Ölüme dair [21 Nisan 2000 Cuma]

Ölüme dair

Yaşayanlara yazılır “ölüme dair” yazılar… Ölüme dair yazılar “yaşayanları” arar durur; çünkü ölülerin, ölüme dair yazıları okumaya ihtiyacı yoktur!
Yaşayanlara yazılır “ölüme dair” yazılar…
Ve bütün ölüme dair yazıları “diriler” yazar; ölmemişlere ölüme dair bir kaç söz söylemek için!

Dirilerin “ölmemiş olanları” anlamaya çalışır ölüme dair yazıların anlattıklarını…
Ve ölülerin “yaşayanları”dır aslında bizlere suni teneffüs yaptıran!..
Yaşayanlara yazılır “ölüme dair” yazılar…
Ölüme dair yazıları da “yaşayanlar” anlar!
Yaşamak; “sonsuzlukla barışmaktır” aslında; ve bilmem nasıl yaşar “tek hayat”a mahkum olanlar?..

Ölüme dair yazmak ve ölüme dair okumak; bir ölünün karanlık odasında havasızlıktan boğulmakdan ziyade, ölümün penceresini açmak ve ordan bir “ödünç” nefes solumaktır…
Sonra solmaktır yaz güneşine dayanamayan laleler gibi!
Ama en güzeli; müjdeler almaktır…
Müjdeler almaktır.

Faydası yoktur korkuların, ecele…
Bazı kafalarınsa işi kumda saklı durmaktır!..

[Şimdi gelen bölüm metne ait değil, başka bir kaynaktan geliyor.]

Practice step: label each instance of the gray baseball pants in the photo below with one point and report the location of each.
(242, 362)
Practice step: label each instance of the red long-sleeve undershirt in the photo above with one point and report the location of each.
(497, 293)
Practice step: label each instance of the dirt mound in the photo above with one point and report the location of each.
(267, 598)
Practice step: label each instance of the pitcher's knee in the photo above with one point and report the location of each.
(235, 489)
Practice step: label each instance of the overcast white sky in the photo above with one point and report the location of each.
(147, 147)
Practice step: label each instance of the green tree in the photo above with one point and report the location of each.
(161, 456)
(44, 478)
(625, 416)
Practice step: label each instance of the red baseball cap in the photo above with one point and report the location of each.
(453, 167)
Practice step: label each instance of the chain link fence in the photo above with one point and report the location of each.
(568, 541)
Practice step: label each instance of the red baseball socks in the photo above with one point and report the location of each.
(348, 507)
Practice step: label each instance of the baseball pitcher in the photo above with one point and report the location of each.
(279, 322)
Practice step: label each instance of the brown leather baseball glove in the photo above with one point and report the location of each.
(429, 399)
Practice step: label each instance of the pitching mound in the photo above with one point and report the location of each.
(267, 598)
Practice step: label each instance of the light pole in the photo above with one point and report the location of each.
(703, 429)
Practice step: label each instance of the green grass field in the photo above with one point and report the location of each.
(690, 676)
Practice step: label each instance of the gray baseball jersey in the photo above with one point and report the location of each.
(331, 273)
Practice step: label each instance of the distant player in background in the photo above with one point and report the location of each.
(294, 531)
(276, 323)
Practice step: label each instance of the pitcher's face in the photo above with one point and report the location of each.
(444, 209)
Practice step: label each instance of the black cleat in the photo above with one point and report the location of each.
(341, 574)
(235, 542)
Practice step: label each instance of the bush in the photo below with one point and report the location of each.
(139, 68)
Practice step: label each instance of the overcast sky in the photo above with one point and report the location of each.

Ölüme dair yazılar “yaşayanlara” yazılır.
Yaşayanlara yazılır “ölüme dair” yazılar…

——————————————————–

Önemli talimatlar (!)
(Talimatlara elbette dikkat etmek lazım… Lüzumlu olsalar da olmasalar da… Hadi, şunlara da bir göz atın bakalım. Ne talimatlar varmış, bilmediğiniz!..)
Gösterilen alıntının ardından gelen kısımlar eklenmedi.